I also learned that paper pieced images look better when they are layered in the order that the objects are in the image. For example, I colored the green hat as if the rack were not there, and then I glued the hat rack on top. The rack actually goes into the hat through a small slit at the top.
Black and white
I came to this from watercolor painting years hence, and I tend to be reluctant to use either white or black. White in watercolor is just plain cheating (you are supposed to leave the paint off the white parts), and black makes the otherwise translucent colors muddy. Not so with pencils. Colored pencils do not mix like watercolors. Blending the bright colors with the colorless blender or by applying mineral spirits smooths the color together, but eliminates much of the contrast.
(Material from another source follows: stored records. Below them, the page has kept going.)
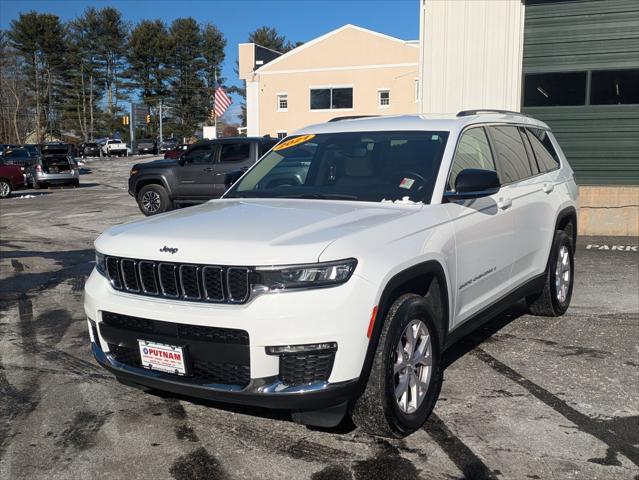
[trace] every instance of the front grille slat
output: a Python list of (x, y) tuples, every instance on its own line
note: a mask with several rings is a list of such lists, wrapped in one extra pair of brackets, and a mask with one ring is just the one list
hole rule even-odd
[(192, 265), (106, 257), (107, 277), (116, 290), (191, 302), (246, 303), (248, 267)]
[(140, 282), (138, 282), (137, 262), (128, 258), (120, 260), (120, 269), (122, 270), (122, 280), (124, 288), (133, 293), (139, 293)]

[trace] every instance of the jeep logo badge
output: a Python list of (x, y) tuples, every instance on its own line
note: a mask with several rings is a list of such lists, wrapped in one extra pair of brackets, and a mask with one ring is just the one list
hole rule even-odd
[(166, 253), (170, 253), (170, 254), (174, 254), (177, 251), (178, 251), (177, 248), (167, 247), (166, 245), (164, 245), (164, 247), (160, 248), (160, 252), (166, 252)]

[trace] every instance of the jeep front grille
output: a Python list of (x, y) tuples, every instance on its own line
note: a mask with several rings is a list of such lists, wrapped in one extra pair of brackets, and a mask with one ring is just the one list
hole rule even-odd
[(116, 290), (192, 302), (246, 303), (250, 269), (106, 257)]

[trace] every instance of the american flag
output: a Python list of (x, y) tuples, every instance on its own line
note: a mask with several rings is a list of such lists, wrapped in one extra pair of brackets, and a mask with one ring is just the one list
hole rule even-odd
[(231, 97), (226, 94), (222, 87), (215, 89), (215, 107), (213, 108), (213, 113), (215, 113), (216, 117), (221, 117), (231, 103), (233, 103), (233, 100), (231, 100)]

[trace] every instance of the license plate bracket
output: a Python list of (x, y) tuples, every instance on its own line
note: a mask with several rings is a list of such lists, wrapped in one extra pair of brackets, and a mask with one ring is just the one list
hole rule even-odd
[(184, 346), (140, 339), (138, 339), (138, 346), (143, 368), (180, 376), (188, 375)]

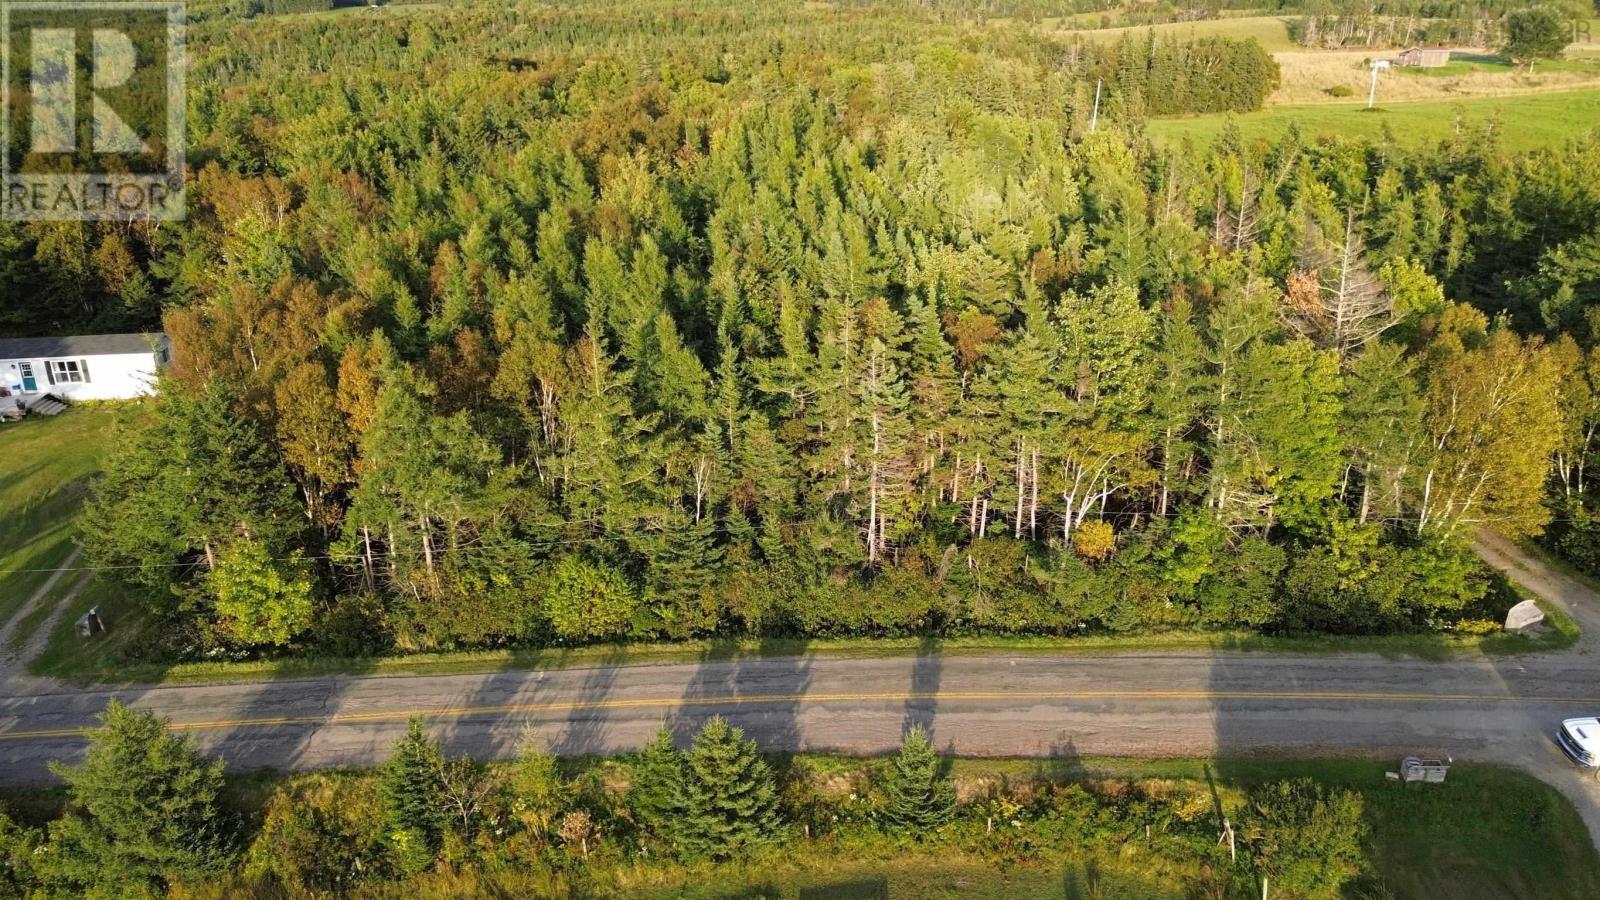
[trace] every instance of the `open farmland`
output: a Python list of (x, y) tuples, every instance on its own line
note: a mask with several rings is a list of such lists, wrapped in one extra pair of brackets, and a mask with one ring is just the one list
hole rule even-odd
[[(1267, 98), (1269, 106), (1364, 101), (1370, 78), (1368, 65), (1393, 50), (1296, 50), (1274, 53), (1283, 70), (1282, 81)], [(1350, 96), (1334, 96), (1339, 86)], [(1390, 105), (1413, 100), (1450, 100), (1505, 97), (1600, 87), (1600, 60), (1564, 60), (1541, 63), (1529, 74), (1504, 57), (1481, 50), (1455, 51), (1449, 65), (1438, 69), (1391, 69), (1379, 75), (1378, 103)], [(1330, 93), (1333, 91), (1334, 93)]]
[(1372, 112), (1364, 107), (1364, 103), (1351, 100), (1274, 106), (1242, 116), (1156, 119), (1148, 127), (1157, 140), (1176, 142), (1188, 138), (1208, 143), (1222, 133), (1230, 119), (1246, 138), (1282, 134), (1291, 123), (1298, 124), (1301, 132), (1313, 139), (1323, 135), (1379, 137), (1387, 126), (1396, 139), (1418, 144), (1444, 140), (1498, 118), (1501, 145), (1511, 151), (1562, 143), (1600, 128), (1600, 89), (1387, 103)]

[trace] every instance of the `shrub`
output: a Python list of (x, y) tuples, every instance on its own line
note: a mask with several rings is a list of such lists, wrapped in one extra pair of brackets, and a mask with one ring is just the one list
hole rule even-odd
[(1252, 792), (1245, 822), (1255, 863), (1275, 889), (1308, 900), (1334, 900), (1366, 868), (1364, 804), (1353, 791), (1309, 778)]
[(1322, 92), (1329, 97), (1354, 97), (1356, 89), (1348, 84), (1331, 84), (1323, 88)]
[(290, 895), (344, 894), (385, 870), (381, 814), (367, 779), (316, 775), (273, 795), (244, 874)]
[(0, 807), (0, 897), (26, 896), (32, 883), (29, 860), (39, 836), (11, 821)]
[(537, 739), (523, 739), (517, 761), (511, 767), (511, 809), (524, 826), (545, 837), (556, 816), (566, 807), (569, 794), (557, 768), (555, 754)]
[(621, 572), (568, 556), (556, 563), (544, 595), (544, 612), (561, 637), (598, 640), (627, 631), (638, 603)]
[(330, 656), (376, 656), (394, 647), (388, 613), (377, 594), (344, 594), (317, 617), (307, 637)]
[(1279, 614), (1279, 579), (1288, 564), (1282, 547), (1259, 537), (1239, 542), (1221, 571), (1201, 579), (1200, 621), (1217, 628), (1258, 628)]
[(261, 541), (238, 541), (217, 554), (209, 582), (221, 630), (237, 643), (287, 644), (311, 624), (311, 574), (298, 550), (274, 559)]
With the black and white pencils in addition to the colors, I changed the tones, darkened the edges and added shine.
Smudge the ink
Following Lydia's Blended Pencil tutorial I listed above, I did not despair when all of my blending and smudging pretty much obscured the detail in the original stamped image. Once I figured out I should use the black (and indigo) and white pencils, I could get contrast, but not definition. So I watched Lydia add the ink to her drawing, effortlessly saying that you really didn't have to be careful. Well, you have to be a little bit careful. I put on too much ink not always in the right places.
It turned out to be a happy accident, however. With nothing else to do but start over, I went at the inked image again with the pencils. Wow, that turned out to be a great idea. The waxy finish of the pencils allows the ink to move around even when it is dry. I was able to change my scribbles into blocks of shading.
|Smudging ink with colored pencils: Image by Impression Obsession|
|Hold onto Your Hat: Images by Impression Obsession (hat)|
and Rubber Monger (wind)
Step 1: Stamp, color and blend
Step 2: Ink
Step 3: Blend with pencils and colorless blender (not mineral spirits)
Step 4: Cut and paste
Thank you Lydia, for the inspiration. That was fun. What I need now is a good pencil sharpener. Any suggestions?